Евгений Григорьев: В какой-то момент нужно было выбирать, и они выбрали, и у них получилось. Я уверен, что очень многие выбрали и не получилось. В какой-то момент ты стоишь на развилке – либо туда, либо туда. И этот вопрос выбора всегда меня волновал.
Сергей Медведев: Екатеринбург все эти годы по-прежнему остается таким же энергетическим городом?
Александр Новиков: Да.
Евгений Григорьев: Я не знаю.
Александр Новиков: К сожалению, мы еще не раскодировали Екатеринбург, но для меня это всегда уникальный город, который меняется, и его направления всегда опережают все остальные города. У них даже есть свой проект "Улица". После Москвы они, по-моему, начали раньше других городов.
Сергей Медведев: Они придумали "Красную линию", лучший в стране музей – Ельцин-центр.

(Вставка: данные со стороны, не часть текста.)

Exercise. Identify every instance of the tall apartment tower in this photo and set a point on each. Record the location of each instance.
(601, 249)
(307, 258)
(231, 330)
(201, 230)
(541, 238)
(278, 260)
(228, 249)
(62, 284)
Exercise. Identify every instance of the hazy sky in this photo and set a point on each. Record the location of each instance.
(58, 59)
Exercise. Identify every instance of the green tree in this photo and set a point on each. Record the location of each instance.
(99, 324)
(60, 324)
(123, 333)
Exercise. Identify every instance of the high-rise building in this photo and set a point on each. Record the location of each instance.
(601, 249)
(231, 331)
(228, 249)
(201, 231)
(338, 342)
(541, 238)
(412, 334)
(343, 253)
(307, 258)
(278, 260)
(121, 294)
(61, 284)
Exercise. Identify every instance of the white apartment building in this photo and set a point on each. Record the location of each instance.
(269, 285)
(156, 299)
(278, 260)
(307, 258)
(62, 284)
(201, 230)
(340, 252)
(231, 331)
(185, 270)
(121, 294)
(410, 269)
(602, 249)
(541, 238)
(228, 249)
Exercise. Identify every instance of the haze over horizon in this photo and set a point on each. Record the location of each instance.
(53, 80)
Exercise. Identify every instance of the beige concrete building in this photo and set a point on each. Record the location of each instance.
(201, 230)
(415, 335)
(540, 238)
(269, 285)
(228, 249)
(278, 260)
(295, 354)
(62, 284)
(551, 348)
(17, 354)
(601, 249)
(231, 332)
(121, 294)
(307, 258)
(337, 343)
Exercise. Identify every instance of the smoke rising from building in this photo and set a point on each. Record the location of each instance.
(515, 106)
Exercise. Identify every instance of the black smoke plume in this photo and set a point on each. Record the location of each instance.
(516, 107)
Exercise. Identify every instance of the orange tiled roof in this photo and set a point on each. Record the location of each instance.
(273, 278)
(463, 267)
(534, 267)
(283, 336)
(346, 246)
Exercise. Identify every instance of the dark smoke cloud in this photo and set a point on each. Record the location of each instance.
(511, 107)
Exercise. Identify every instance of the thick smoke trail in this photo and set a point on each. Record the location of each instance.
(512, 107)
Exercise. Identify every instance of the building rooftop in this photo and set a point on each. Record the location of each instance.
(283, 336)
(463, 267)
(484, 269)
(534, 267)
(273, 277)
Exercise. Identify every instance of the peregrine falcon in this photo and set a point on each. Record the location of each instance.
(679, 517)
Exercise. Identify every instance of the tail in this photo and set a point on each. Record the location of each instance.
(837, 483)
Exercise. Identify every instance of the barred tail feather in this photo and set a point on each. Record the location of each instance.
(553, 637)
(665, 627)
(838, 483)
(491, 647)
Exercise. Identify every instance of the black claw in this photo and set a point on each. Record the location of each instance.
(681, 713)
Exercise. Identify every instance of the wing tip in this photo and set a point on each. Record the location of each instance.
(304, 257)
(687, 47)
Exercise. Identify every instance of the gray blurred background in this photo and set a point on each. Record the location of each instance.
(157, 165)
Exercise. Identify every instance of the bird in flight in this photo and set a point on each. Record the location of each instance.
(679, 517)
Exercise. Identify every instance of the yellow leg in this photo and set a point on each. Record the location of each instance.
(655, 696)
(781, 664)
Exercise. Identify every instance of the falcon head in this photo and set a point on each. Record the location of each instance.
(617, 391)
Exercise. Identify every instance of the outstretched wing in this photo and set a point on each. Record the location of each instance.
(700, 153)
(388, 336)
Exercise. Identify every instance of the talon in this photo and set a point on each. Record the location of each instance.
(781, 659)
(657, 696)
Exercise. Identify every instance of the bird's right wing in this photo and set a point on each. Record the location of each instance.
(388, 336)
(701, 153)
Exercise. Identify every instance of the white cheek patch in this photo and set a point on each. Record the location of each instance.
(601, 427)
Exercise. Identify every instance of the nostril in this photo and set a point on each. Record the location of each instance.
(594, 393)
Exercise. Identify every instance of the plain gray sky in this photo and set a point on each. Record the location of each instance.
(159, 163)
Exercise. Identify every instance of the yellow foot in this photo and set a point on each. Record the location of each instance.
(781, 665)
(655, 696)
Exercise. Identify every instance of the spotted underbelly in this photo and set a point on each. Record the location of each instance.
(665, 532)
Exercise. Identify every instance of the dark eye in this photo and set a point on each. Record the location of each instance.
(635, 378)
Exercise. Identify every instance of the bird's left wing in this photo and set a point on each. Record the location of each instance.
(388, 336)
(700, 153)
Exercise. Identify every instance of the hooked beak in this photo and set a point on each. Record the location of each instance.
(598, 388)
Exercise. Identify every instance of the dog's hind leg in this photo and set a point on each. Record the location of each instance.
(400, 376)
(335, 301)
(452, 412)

Александр Новиков: Да, очень много таких вещей в современной культуре, даже барная культура: то, как они это сделали, – гигантская вещь! Ведь это Уралмаш, это такие серьезные пацаны – и вдруг возникает абсолютно городская, урбанистическая культура и как-то существует.

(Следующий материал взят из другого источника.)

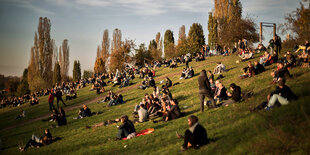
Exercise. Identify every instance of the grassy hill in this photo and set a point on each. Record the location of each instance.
(234, 129)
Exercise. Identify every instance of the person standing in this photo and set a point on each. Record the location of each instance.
(59, 98)
(196, 136)
(278, 45)
(204, 90)
(51, 101)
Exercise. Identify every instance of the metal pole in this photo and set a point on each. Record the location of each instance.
(260, 32)
(274, 30)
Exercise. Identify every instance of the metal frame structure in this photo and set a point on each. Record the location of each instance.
(265, 24)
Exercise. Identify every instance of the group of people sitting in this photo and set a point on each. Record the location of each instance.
(252, 70)
(187, 73)
(114, 99)
(218, 93)
(58, 116)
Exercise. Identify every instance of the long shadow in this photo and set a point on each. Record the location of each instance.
(230, 68)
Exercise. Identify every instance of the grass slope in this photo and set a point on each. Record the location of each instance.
(234, 129)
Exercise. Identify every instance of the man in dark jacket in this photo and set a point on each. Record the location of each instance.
(195, 136)
(283, 95)
(204, 90)
(235, 95)
(59, 97)
(126, 128)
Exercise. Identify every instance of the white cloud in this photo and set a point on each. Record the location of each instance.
(28, 4)
(151, 7)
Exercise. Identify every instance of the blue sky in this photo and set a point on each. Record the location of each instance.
(82, 22)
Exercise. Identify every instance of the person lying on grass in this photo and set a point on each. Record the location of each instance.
(84, 112)
(248, 71)
(142, 115)
(194, 137)
(127, 129)
(116, 99)
(282, 95)
(38, 142)
(258, 68)
(281, 72)
(220, 92)
(235, 96)
(219, 68)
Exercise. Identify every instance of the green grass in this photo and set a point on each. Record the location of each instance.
(234, 129)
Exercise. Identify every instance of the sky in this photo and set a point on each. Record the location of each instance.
(82, 22)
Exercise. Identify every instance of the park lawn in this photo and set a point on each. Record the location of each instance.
(233, 129)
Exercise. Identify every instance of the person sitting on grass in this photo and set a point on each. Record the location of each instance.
(281, 72)
(194, 137)
(84, 112)
(265, 59)
(174, 112)
(142, 114)
(248, 71)
(34, 101)
(289, 60)
(116, 99)
(220, 92)
(22, 115)
(189, 73)
(38, 142)
(61, 119)
(145, 84)
(211, 76)
(183, 73)
(168, 82)
(258, 68)
(235, 95)
(108, 97)
(51, 101)
(219, 68)
(282, 95)
(127, 129)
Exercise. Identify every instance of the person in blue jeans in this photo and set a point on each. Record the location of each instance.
(282, 94)
(38, 142)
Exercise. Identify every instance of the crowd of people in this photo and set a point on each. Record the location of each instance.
(160, 104)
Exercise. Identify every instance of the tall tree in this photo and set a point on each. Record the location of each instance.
(169, 44)
(105, 46)
(182, 46)
(64, 59)
(41, 60)
(230, 25)
(117, 40)
(56, 74)
(212, 28)
(196, 38)
(143, 55)
(182, 35)
(88, 74)
(99, 66)
(103, 54)
(76, 70)
(121, 56)
(154, 51)
(297, 23)
(23, 87)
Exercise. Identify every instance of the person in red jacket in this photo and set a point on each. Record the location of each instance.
(51, 101)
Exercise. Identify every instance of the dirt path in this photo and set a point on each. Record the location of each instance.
(77, 106)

Евгений Григорьев: Город очень странно расстроился. Там можно ходить и изучать моду на архитектуру. Если в Москве это было связано с правлением того или иного городского чиновника, то в Екатеринбурге я не знаю, с чем это было связано, просто там можно видеть все стили, от конструктивизма до барокко.
Сергей Медведев: Я влюбился в этот город. Я гулял по "Красной линии" и меня потрясало сочетание стилей. Но эта залепленность рекламами… Два года назад было просто чудовищно: у меня слезы текли.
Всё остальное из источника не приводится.